“Enxofre exótico” em amostras coletadas há décadas na Lua

Pesquisadores descobriram isótopos de “enxofre exótico” nunca vistos na Terra em rochas lunares coletadas pela missão Apollo 17. Esse elemento pode oferecer novas pistas sobre a formação da Lua. A descoberta foi publicada na edição de setembro da revista científica JGR: Planets.

As rochas estudadas vieram da última missão tripulada para a Lua: a Apollo 17, lançada em 1972. Na época, as amostras extraidas pelos astronautas foram seladas e guardadas para o programa Apollo Next Generation Sample Analysis (ANGSA), da NASA.

Mais de 50 anos depois, os compartimentos que guardavam essas rochas lunares foram finalmente abertos — e desde então têm revelado novas descobertas.
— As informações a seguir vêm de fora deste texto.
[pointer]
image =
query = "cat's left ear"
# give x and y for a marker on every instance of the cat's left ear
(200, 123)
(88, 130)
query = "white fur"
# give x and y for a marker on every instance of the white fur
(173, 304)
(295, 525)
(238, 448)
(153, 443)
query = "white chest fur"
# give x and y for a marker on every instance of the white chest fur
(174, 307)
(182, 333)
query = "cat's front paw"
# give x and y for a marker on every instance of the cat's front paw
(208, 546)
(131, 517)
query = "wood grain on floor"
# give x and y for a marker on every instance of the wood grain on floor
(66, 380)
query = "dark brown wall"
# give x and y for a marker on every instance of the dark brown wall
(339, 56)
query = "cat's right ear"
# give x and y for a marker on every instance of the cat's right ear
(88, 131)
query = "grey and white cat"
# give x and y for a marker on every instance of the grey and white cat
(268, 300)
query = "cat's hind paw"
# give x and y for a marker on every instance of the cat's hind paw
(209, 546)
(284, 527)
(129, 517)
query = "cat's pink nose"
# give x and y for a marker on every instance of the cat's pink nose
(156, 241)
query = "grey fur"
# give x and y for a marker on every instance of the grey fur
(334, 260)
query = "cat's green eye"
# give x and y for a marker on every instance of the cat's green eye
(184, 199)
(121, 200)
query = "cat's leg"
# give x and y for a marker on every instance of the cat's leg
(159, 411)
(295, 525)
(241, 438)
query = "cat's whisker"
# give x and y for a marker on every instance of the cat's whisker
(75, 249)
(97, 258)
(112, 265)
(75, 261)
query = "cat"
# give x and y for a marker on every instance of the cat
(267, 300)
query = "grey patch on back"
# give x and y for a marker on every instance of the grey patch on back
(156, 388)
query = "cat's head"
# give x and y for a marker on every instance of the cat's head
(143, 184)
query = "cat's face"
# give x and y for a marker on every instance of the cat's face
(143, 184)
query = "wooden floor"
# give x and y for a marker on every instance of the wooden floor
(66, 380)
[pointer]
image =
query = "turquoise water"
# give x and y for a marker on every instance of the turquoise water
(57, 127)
O Olhar Digital noticiou estudos sobre como esse material pode reescrever a história da Lua e sobre a origem da chamada formação Manto Leve.

Harrison Schmitt foi o primeiro geólogo (e primeiro cientista) a pisar na Lua
Foto do astronauta Harrison Schmitt, integrante da missão Apollo 17 e primeiro geólogo a caminhar na Lua. (Imagem: NASA)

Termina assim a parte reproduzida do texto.